Los insaciables enfermos

DOCTOR:

En mis tiempos, cuando yo agonizaba todos los atardeceres de hipocondrías mayores y menores y otras ansiedades, la enfermedad era para muchos de nosotros un acto de pesimismo narcisista. El mundo tenía la extensión de nuestras enfermedades o la de los temores de poder empezar a padecerla.

Y lo mismo les pasaba a los enfermos de verdad, los que sufrían enfermedades que se tocan y que huelen a bacterias y virus y podredumbres en el apogeo de su juventud y su belleza.

Luego, no hace muchos años, la enfermedad fue un tema informativo, una manía de la prensa. Todos los periódicos dedicaban páginas enteras a hablar de los enfermos y sus padecimientos, de sus síntomas, etiologías, colesteroles, ácidos úricos, códigos genéticos y demás herramientas del vivir y del sobrevivir. Y del morir.

Esa manía informativa ha ido decayendo poco a poco. No hay demasiadas enfermedades de las que se pueda informar a los analfabetos de esos temas sin repetirse, a pesar del interés del público por las misteriosas enfermedades tropicales que nos han traído, y seguirán trayendo, los emigrantes. Hasta las informaciones sobre el Sida y sus devastaciones se han hecho monótonas.

Por eso ahora las cosas han cambiado. Se ha producido un salto de lo cuantitativo a lo cualitativo como decían los izquierdosos en los años setenta parafraseando al divino y difunto don Carlos Marx.

Y ahora, más todavía, ha habido nuevos cambios. La enfermedad ha dejado de ser un hecho individual. Ahora es un hecho colectivo. Ya no hay enfermos individualizados. Hay estadísticas.

Ahora, al hablar de las enfermedades y de los enfermos, se habla de los costos de la sanidad, de la imprescindible obligación de todos los sanos y los enfermos a reducir el consumo de bienes sanitarios. Tenemos que reducir -nos repiten las autoridades constantemente- el consumo de medicinas, de lavativas y de todos los tentadores nuevos instrumentos de diagnosis. Somos muy gastones y el Estado no tiene dinero para tantos lujos.

A pesar de esos consejos todos los ciudadanos españoles exigen morir de lo más caro que haya. Se acabaron aquellas defunciones modestas de cuando nos moríamos en casa rodeados por la familia y el vecindario mientras tomábamos el caldito que nos habían preparado nuestras abuelas inmortales aguando el consomé con las lágrimas que las pobres vertían y que eran las lágrimas de la piedad, lágrimas curativas en aquellos "artículo mortis" tan íntimos y recatados.

Ahora nadie quiere morirse en casa. Ahora hay que morirse en un hospital de la Seguridad Social o en una clínica privada, y a ser posible en una habitación individual con televisión, vídeo, bidet y mando a distancia. Casi todos seríamos felices si se transmitiese en directo nuestro tránsito al otro mundo.

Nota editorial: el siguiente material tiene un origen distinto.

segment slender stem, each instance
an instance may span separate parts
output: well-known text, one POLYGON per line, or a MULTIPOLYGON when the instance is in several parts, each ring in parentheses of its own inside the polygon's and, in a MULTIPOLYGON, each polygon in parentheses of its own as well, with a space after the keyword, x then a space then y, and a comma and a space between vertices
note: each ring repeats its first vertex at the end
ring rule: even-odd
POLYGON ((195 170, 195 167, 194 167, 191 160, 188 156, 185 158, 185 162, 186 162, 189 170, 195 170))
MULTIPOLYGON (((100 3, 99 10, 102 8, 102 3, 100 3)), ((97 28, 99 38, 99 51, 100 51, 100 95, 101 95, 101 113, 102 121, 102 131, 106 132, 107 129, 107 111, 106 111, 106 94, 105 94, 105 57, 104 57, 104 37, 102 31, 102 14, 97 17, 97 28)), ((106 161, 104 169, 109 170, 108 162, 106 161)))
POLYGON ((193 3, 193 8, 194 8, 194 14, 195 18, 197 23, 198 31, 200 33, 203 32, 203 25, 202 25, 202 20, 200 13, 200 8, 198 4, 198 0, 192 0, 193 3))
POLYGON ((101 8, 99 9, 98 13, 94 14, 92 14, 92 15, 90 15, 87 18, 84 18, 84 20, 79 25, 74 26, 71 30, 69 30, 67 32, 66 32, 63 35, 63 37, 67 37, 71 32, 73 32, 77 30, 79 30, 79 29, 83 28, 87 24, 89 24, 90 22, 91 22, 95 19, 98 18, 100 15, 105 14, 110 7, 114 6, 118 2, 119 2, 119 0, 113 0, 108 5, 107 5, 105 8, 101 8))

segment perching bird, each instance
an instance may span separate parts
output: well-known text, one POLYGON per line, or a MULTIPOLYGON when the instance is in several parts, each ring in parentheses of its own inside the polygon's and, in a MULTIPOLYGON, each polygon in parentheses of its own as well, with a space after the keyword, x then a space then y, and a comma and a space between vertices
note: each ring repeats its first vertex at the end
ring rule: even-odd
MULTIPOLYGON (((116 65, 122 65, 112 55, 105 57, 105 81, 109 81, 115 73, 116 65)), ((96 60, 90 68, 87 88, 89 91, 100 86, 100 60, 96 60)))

Pero somos muchos y no hay espacios televisivos para todos. Ni siquiera en la prensa. Se han acabado las esquelas, y las defunciones se anuncian en letra pequeña y por riguroso orden alfabético. Solo merecen titulares mayores los muertos por tétricos homicidios, a ser posible Fotogénicos. Las defunciones de las gentes modestas pasan desapercibidas. Si quieres fama y gloria, debes morir de muerte violenta.

Yo, doctor, que siempre he sido un patriota y seguiré siéndolo hasta que muera, sufro mucho cuando compro medicinas con cargo a la Seguridad Social. Ahora todos queremos vivir y sobrevivir a cargo de la generosidad social. Hace años, cuando se puso de moda hablar sin pudor de los orgasmos, dicen que no sé dónde salieron cientos de mujeres con pancartas que decían: "Queremos orgasmos con cargo a la Seguridad Social". Ahora todo lo queremos con cargo a la seguridad.

Por eso suelo comprar con mi propio dinero las medicinas que consumo. Procuro mamar de mis propios ahorros que de la generosidad de la Patria. Somos unos devoradores y unos derrochadores de lujos médicos y farmacológicos.

Antes era hermoso morir por la Patria en las trincheras con un fusil en la mano, una canción en los labios y una aspirina en la mochila. Ahora el patriotismo quizás debiera mostrarse muriéndonos en silencio con el modesto consuelo de unas lavativas y unos emplastes como hacían nuestros abuelos cuando no había seguridades sociales tan generosas y tan costosas. Y unos rezos, aquellos rezos tan consoladores que ya no se murmuran ni en los funerales más modestos.

En fin, doctor, que si antes no éramos nada ahora somos menos todavía: un simple número de identificación fiscal, número del que, como de la muerte, nadie se escapa.